When passing a batch of input samples through the neural network, the output tensor has the shape `(batch_size, num_classes)`. 

- In this example, the input tensor has shape `(2, 5)`, meaning there are 2 samples, each with 5 features.
- The output tensor will have shape `(2, 3)`, corresponding to 2 samples and 3 output values (one for each class).

Each row in the output tensor contains the predicted class probabilities (after the softmax activation) for a single input sample. The highest value in each row indicates the model's predicted class for that sample.

**Example:**
If the output is:

```python
tensor([[0.1, 0.7, 0.2], [0.3, 0.3, 0.4]])
```

- The first sample is most likely class 1 (0-based indexing).
- The second sample is most likely class 2.

This shape convention is standard for classification tasks in PyTorch.

### Model Parameter Counting

The pyTorch class ``Module`` provides a number of very useful functionalities.

For instance, if set up correctly, the trainable network parameters of the model can be accessed by the functions ``parameters()`` or ``named_parameters()``.
In the following, the latter function is used to access all parameters names and values.
Complete the code to compute and output the number of parameters for each named parameter, as well as the total number of parameters in your model.

In [34]:
sum_of_parameters = 0
for par_name, par_values in neural_net_instance.named_parameters():
    print("Named parameter: {}".format(par_name))
    ### YOUR SOLUTION HERE
    print("Number of parameters: " +  str(par_values.numel()))
    sum_of_parameters += par_values.numel()
    ### END OF SOLUTION
print("Total number of parameters: {}".format(sum_of_parameters))

Named parameter: fc1.weight
Number of parameters: 300
Named parameter: fc1.bias
Number of parameters: 60
Named parameter: fc2.weight
Number of parameters: 180
Named parameter: fc2.bias
Number of parameters: 3
Total number of parameters: 543


### Loss functions

Like many important machine learning essentials, standard loss functions are already implemented in PyTorch.

In the lecture, we have seen the frequently used Cross-Entropy-Loss. This loss is incorporated in the PyTorch-class ``torch.nn.CrossEntropyLoss``.
The class can be initialized without arguments.
To compute the loss, the class instance can be called taking the probabilities for each class as first, and the true class labels (data type ``long``) as second argument.

Using the PyTorch-implementation, compute the cross entropy loss for a single sample in which class probabilites of ``[0.1, 0.8, 0.1]`` were predicted and the true class label is ``1``.

In [40]:
### YOUR SOLUTION HERE
loss = torch.nn.CrossEntropyLoss()
pred = torch.tensor([0.1,0.8,0.1])
true_value = torch.tensor([1]).long()
loss(pred, true_value)
### END OF SOLUTION

tensor(0.6897)

Which inputs are required to create an extremely low (high) loss value?

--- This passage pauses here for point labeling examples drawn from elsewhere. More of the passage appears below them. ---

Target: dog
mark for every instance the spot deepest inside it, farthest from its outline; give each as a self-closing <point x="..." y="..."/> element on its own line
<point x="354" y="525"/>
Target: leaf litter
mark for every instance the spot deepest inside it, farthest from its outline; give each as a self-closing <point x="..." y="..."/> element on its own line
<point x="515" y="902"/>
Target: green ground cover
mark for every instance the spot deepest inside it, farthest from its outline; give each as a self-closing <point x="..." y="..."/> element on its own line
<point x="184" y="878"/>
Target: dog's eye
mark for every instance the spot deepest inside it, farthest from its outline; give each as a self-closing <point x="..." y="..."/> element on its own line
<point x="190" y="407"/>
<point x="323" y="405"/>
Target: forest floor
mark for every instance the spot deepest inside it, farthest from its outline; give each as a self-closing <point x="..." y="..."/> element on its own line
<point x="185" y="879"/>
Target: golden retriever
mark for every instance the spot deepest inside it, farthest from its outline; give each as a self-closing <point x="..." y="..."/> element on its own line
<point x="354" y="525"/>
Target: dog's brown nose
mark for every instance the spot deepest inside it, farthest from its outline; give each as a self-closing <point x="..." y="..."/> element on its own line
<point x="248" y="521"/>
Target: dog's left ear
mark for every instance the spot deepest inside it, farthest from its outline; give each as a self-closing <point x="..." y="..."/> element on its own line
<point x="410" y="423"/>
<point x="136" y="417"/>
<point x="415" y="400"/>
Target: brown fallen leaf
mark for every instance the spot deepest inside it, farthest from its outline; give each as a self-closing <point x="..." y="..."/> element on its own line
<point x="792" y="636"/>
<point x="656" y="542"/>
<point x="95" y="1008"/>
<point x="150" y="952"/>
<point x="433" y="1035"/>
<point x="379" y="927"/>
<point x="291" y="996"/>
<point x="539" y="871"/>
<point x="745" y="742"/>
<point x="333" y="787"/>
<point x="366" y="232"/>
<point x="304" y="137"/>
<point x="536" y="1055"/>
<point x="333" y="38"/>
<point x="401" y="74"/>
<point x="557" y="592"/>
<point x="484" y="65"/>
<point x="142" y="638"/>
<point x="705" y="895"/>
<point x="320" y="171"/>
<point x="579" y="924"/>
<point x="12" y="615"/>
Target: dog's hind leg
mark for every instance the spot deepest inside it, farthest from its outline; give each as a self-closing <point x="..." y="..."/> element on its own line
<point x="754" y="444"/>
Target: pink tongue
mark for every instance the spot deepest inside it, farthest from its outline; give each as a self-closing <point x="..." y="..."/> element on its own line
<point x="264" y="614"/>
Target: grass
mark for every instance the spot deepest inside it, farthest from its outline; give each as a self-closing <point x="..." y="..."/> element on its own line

Try to create and use inputs which achieve a loss value equal or close to ``0``.

In [47]:
### YOUR SOLUTION HERE
pred = torch.tensor([[0., 50., 0.]])
loss(pred, true_value)
### END OF SOLUTION

tensor(0.)

### Optimizers

Similarly, pyTorch also contains implementations of optimization algorithms like gradient descent.
A broad variety of different [optimizers](https://pytorch.org/docs/stable/optim.html) are implemented.
Nearly all of these optimizers are improved or more sophisticated versions of vanilla gradient descent, which we discussed in the lecture.
We will use stochastic gradient descent, which is implemented in the class ``torch.optim.SGD``. 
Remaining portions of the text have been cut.